Take action, change behaviors
Remember, financial wellness is about action and behaviors. This should reframe the way you think about common financial resolutions.
Do you want to save more? Your resolution should be to develop a plan that will help you spend less and facilitate regular deposits into your savings and/or investment accounts.
Do you want to pay down debt? Your resolution should be to identify why you are accruing debt in the first place. Evaluating your budget is a good place to start.
Do you want to spend less? Your resolution should be about differentiating between needs and wants and detailing your income and expenses so you can build a budget.

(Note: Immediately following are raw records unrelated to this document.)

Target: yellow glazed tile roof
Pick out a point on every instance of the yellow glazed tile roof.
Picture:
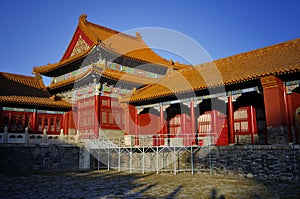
(273, 60)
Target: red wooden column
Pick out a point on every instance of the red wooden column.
(66, 123)
(97, 114)
(193, 126)
(34, 121)
(276, 110)
(183, 127)
(162, 136)
(135, 121)
(286, 106)
(231, 120)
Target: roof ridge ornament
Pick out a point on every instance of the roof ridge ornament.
(138, 36)
(83, 18)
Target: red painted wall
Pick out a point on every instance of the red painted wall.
(274, 101)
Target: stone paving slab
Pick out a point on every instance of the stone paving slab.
(113, 184)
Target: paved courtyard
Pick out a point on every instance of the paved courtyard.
(113, 184)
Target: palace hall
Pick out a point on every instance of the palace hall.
(109, 84)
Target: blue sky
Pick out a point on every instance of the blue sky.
(35, 32)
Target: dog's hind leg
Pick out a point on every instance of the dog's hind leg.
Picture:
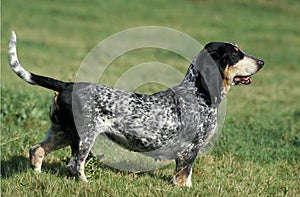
(55, 139)
(80, 152)
(183, 171)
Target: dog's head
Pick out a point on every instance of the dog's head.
(221, 65)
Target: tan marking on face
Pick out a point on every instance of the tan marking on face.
(226, 80)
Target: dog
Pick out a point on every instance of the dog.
(173, 124)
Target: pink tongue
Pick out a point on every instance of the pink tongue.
(243, 80)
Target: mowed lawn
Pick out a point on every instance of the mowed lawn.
(258, 151)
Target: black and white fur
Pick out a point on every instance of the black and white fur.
(171, 124)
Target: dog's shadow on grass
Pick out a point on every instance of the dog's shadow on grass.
(15, 165)
(21, 164)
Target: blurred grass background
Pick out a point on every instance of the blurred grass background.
(259, 149)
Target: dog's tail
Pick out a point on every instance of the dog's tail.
(27, 76)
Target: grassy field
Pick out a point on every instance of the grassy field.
(258, 152)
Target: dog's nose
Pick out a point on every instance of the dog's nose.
(260, 62)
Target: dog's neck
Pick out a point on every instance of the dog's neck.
(194, 79)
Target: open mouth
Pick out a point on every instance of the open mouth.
(242, 80)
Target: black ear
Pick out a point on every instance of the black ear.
(209, 80)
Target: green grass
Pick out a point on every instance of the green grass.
(258, 152)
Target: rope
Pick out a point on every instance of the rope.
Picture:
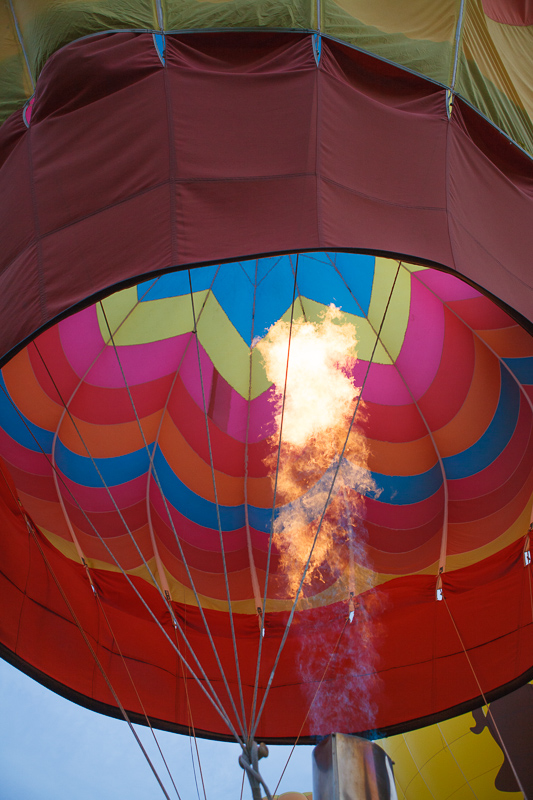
(333, 652)
(271, 536)
(482, 693)
(151, 456)
(244, 727)
(213, 698)
(32, 531)
(293, 609)
(149, 724)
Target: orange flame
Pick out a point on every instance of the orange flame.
(322, 471)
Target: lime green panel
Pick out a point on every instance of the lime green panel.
(483, 95)
(47, 25)
(15, 82)
(224, 14)
(417, 34)
(493, 73)
(14, 86)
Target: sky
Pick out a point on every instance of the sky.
(52, 749)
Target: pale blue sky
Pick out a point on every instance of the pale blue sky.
(51, 749)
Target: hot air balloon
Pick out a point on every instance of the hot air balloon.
(182, 183)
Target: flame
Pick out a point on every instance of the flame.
(322, 474)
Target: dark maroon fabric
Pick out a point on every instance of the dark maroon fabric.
(242, 146)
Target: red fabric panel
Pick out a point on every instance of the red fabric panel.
(422, 668)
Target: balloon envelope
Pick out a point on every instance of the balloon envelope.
(137, 425)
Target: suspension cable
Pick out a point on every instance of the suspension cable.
(482, 693)
(123, 711)
(244, 727)
(153, 470)
(273, 515)
(211, 694)
(337, 468)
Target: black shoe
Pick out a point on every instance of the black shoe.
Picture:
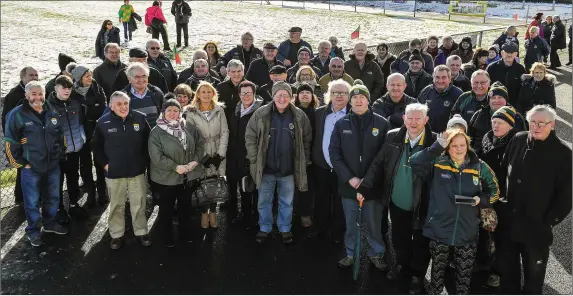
(116, 243)
(261, 237)
(395, 273)
(416, 286)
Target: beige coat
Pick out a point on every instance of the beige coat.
(214, 131)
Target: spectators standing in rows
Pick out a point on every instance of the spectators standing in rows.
(107, 34)
(361, 65)
(304, 55)
(480, 122)
(401, 64)
(288, 50)
(335, 72)
(537, 88)
(440, 98)
(465, 50)
(328, 213)
(448, 45)
(469, 102)
(404, 193)
(155, 19)
(15, 97)
(237, 163)
(558, 41)
(246, 52)
(155, 78)
(106, 72)
(157, 60)
(459, 78)
(478, 62)
(355, 141)
(535, 203)
(92, 97)
(259, 69)
(508, 71)
(392, 105)
(120, 147)
(125, 12)
(384, 59)
(335, 51)
(277, 139)
(182, 12)
(35, 143)
(206, 114)
(416, 77)
(509, 36)
(175, 153)
(535, 48)
(438, 56)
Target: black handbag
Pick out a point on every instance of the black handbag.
(211, 190)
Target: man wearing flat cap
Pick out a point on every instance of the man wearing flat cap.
(288, 49)
(277, 139)
(155, 78)
(258, 72)
(508, 71)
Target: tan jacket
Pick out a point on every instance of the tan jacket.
(214, 131)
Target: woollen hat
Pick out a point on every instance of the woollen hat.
(359, 89)
(457, 119)
(506, 113)
(281, 85)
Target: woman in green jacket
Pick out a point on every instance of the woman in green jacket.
(175, 152)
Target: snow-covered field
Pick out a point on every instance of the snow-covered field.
(34, 32)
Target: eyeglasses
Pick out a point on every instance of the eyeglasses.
(540, 123)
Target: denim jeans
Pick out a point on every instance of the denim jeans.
(371, 217)
(46, 185)
(265, 204)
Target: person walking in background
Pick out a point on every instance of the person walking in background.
(125, 12)
(107, 34)
(155, 19)
(182, 12)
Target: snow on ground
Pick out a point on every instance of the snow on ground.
(34, 32)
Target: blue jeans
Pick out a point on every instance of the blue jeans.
(265, 204)
(46, 185)
(372, 217)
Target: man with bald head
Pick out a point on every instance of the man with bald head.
(393, 104)
(361, 66)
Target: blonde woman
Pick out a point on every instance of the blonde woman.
(207, 115)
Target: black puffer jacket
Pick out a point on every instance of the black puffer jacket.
(370, 74)
(393, 112)
(536, 93)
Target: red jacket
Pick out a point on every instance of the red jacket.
(154, 12)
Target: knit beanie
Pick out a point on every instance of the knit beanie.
(169, 103)
(506, 113)
(64, 60)
(79, 71)
(457, 119)
(281, 85)
(359, 89)
(498, 89)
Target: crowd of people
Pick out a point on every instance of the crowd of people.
(455, 145)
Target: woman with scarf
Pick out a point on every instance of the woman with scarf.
(175, 151)
(93, 99)
(207, 115)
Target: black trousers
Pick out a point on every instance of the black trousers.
(411, 247)
(464, 259)
(534, 261)
(168, 196)
(185, 29)
(328, 213)
(155, 35)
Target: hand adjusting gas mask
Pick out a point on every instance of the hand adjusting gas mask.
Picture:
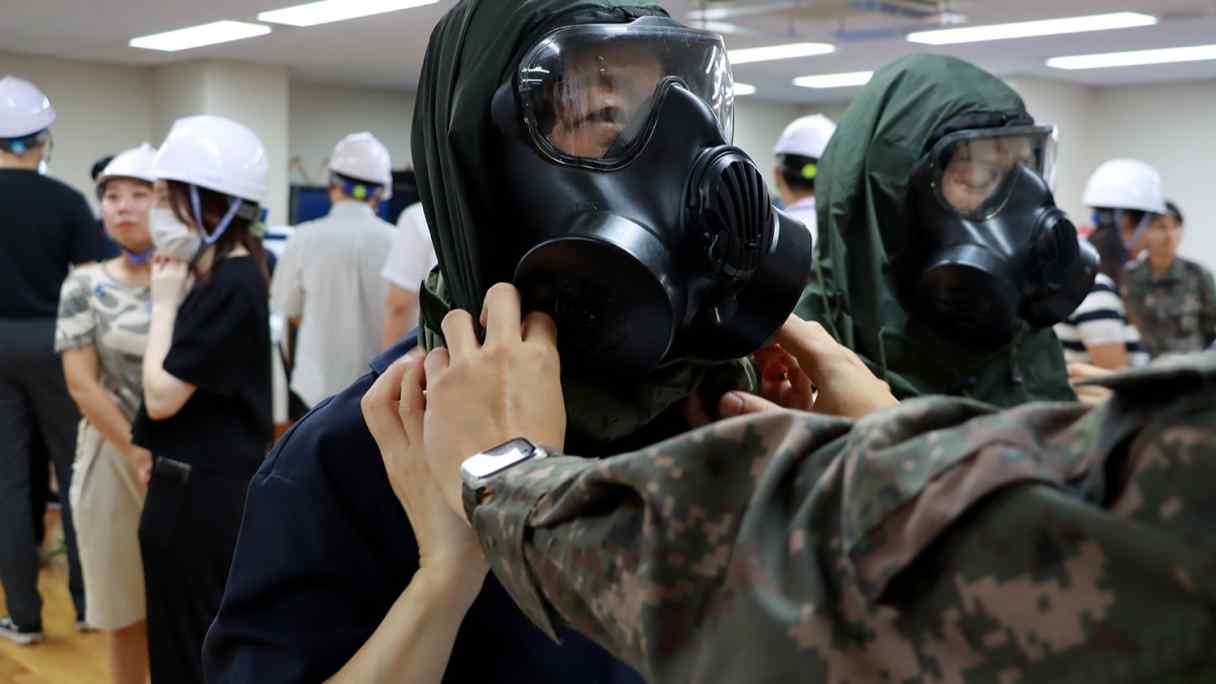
(640, 228)
(994, 247)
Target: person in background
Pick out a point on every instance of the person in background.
(45, 229)
(328, 280)
(106, 246)
(101, 334)
(407, 264)
(798, 166)
(943, 259)
(207, 386)
(1098, 332)
(1125, 197)
(1171, 300)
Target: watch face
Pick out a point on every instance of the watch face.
(497, 459)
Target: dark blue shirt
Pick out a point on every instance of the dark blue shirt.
(325, 550)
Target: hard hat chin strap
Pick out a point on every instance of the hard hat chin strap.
(235, 205)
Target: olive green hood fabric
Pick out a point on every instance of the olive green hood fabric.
(473, 50)
(867, 225)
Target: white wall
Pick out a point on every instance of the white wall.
(257, 95)
(322, 115)
(1071, 110)
(102, 110)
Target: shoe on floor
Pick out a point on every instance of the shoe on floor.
(23, 635)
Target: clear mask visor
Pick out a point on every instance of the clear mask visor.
(973, 171)
(589, 91)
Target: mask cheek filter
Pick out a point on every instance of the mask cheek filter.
(606, 284)
(961, 290)
(1065, 268)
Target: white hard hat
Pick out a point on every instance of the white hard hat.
(215, 153)
(806, 136)
(23, 108)
(1125, 184)
(362, 157)
(138, 163)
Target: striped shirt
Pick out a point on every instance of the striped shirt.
(1099, 320)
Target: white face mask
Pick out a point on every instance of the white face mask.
(173, 237)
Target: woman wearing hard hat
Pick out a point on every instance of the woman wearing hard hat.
(1126, 197)
(207, 383)
(798, 164)
(101, 335)
(45, 226)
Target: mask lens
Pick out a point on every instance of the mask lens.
(975, 171)
(589, 91)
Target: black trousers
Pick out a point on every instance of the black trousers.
(37, 419)
(187, 534)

At KeyBank, we talk about financial wellness in five steps.
- Understand where you are today.
- Take action.
- Build healthy financial habits.
- Monitor regularly.
- Celebrate each success.
Most New Year resolutions focus on steps three and four, which is why they fail. If you want to get to step five, celebrating success, you cannot skip steps one and two. Understanding your starting point and taking the necessary steps to act financially responsible and build good habits are the bedrocks of meeting any big financial goals you set for yourself—for 2018 and beyond.
About the author: Ruth Mahoney is regional retail leader and president of KeyBank’s Capital Region. She may be reached at either 518-257-8619 or [email protected].
Six financial goals
If financial wellness is the journey then what is the destination?

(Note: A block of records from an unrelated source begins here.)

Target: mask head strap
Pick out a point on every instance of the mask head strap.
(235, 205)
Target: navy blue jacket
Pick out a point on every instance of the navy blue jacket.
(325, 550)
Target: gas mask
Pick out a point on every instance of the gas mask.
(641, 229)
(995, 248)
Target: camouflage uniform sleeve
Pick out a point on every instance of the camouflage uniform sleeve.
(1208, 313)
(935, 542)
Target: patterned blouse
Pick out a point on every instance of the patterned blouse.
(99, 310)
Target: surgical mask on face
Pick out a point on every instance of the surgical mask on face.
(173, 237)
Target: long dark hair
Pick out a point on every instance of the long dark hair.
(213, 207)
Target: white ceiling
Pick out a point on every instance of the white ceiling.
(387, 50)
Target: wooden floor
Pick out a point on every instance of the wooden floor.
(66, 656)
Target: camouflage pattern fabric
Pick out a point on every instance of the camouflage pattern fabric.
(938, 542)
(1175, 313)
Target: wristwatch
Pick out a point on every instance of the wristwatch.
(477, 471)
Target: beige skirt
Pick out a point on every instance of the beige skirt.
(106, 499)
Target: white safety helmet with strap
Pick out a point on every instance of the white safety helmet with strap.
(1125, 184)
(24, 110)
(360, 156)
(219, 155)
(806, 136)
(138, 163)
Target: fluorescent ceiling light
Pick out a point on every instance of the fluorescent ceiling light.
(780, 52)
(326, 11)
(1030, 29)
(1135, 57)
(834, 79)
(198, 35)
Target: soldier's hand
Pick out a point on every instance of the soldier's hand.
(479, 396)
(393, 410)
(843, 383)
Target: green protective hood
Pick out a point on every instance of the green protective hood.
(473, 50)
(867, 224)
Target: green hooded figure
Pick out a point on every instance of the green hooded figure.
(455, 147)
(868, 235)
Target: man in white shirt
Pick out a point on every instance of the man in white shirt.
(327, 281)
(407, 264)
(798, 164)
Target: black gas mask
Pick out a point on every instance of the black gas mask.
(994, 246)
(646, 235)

Similar to the resolution to eat better and exercise more, the outcome of focusing on improving your financial wellness is excellent overall financial health. LearnVe$t offers goal-oriented outcomes in their article, “Six telltale signs you’re in great financial health.”

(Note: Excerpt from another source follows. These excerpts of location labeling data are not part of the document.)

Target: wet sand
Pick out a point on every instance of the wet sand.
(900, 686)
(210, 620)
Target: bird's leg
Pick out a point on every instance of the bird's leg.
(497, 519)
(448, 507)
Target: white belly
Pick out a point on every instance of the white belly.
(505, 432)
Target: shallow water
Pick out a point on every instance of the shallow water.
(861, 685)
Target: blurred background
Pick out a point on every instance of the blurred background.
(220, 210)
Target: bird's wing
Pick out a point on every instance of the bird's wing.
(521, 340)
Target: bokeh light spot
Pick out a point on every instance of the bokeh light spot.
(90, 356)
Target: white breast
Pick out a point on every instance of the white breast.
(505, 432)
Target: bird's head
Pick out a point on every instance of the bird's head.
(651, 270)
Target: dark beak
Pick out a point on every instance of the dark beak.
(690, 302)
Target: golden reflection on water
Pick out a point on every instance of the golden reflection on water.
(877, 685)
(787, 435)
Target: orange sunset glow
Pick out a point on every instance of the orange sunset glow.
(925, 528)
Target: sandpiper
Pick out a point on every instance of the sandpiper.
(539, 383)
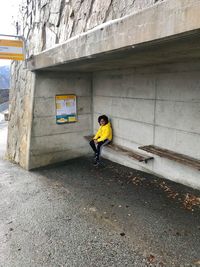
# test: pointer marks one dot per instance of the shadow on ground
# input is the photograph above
(159, 218)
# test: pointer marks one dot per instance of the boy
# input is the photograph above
(102, 137)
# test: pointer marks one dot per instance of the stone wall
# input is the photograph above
(4, 95)
(50, 22)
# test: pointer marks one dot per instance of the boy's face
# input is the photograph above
(102, 122)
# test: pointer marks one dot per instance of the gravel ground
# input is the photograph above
(74, 214)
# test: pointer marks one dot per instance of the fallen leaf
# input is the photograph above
(151, 258)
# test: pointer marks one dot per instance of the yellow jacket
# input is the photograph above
(104, 132)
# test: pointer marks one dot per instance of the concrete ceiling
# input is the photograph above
(177, 49)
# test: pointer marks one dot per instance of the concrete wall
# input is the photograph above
(51, 142)
(157, 105)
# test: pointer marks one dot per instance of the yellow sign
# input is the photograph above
(11, 49)
(65, 109)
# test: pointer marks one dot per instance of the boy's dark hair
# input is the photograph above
(103, 117)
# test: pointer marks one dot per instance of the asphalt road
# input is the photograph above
(74, 214)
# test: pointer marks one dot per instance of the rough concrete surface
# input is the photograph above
(74, 214)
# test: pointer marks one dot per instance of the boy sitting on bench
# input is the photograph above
(102, 137)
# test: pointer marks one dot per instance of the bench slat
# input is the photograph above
(130, 153)
(189, 161)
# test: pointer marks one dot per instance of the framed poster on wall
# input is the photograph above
(66, 110)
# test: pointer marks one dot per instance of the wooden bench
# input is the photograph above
(171, 155)
(130, 153)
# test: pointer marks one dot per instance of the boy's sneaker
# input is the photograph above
(96, 163)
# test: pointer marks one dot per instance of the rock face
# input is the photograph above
(49, 22)
(5, 77)
(44, 24)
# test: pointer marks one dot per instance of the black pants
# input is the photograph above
(98, 147)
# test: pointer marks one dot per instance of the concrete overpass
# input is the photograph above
(143, 71)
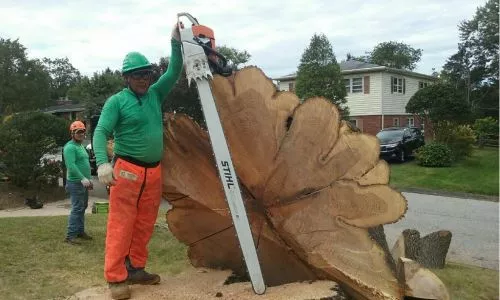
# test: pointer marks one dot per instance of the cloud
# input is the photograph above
(97, 34)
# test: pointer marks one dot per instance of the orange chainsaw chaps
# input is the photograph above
(131, 218)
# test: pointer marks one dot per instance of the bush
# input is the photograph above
(434, 155)
(459, 138)
(24, 139)
(486, 131)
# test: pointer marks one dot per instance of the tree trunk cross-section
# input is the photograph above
(312, 189)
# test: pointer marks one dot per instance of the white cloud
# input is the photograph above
(97, 34)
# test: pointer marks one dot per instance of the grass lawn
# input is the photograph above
(477, 174)
(36, 264)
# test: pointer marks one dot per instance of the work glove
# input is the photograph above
(176, 34)
(105, 174)
(86, 183)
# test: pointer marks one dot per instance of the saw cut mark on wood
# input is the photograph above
(312, 189)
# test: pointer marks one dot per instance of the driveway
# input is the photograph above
(473, 224)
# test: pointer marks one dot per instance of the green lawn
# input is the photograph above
(36, 264)
(477, 174)
(469, 283)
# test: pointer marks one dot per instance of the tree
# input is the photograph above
(439, 102)
(24, 139)
(62, 76)
(93, 91)
(474, 68)
(24, 83)
(234, 56)
(393, 55)
(319, 74)
(305, 178)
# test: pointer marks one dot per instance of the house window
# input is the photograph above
(422, 84)
(411, 122)
(357, 85)
(347, 83)
(398, 85)
(395, 122)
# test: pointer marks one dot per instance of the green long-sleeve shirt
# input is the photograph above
(137, 129)
(76, 160)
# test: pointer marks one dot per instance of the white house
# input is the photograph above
(376, 95)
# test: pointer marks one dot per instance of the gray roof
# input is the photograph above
(64, 108)
(356, 66)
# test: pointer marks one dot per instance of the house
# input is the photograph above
(376, 95)
(66, 109)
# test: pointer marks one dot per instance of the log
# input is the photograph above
(429, 251)
(420, 283)
(434, 248)
(202, 284)
(312, 188)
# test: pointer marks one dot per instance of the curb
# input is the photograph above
(461, 195)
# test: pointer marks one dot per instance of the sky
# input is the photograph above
(95, 35)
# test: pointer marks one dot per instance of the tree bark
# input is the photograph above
(312, 189)
(430, 251)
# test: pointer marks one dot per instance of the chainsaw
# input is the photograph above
(201, 62)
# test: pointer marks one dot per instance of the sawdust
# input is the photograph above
(198, 284)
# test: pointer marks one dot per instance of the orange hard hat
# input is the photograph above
(76, 125)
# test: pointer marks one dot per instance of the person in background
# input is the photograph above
(78, 182)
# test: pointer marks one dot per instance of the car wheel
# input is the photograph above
(402, 156)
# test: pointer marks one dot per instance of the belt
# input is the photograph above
(137, 162)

- You’re a two-income household—but can live off just one.
- Your net worth exceeds your annual income—and keeps growing.
- You can name what’s in your investment portfolio.
- You neither owe nor get a refund at tax time.
- Less than a third of your income goes toward debt.
- You’re done with car payments.
These are great goals—celebratory goals. They can only be achieved through successfully completing a series of steps. Save a little more. Check your balance a little more often. And finally, spend less time focusing on the destination and more time taking actions and building healthy financial habits. The progress you make will feel great. More important, your goals will become within reach.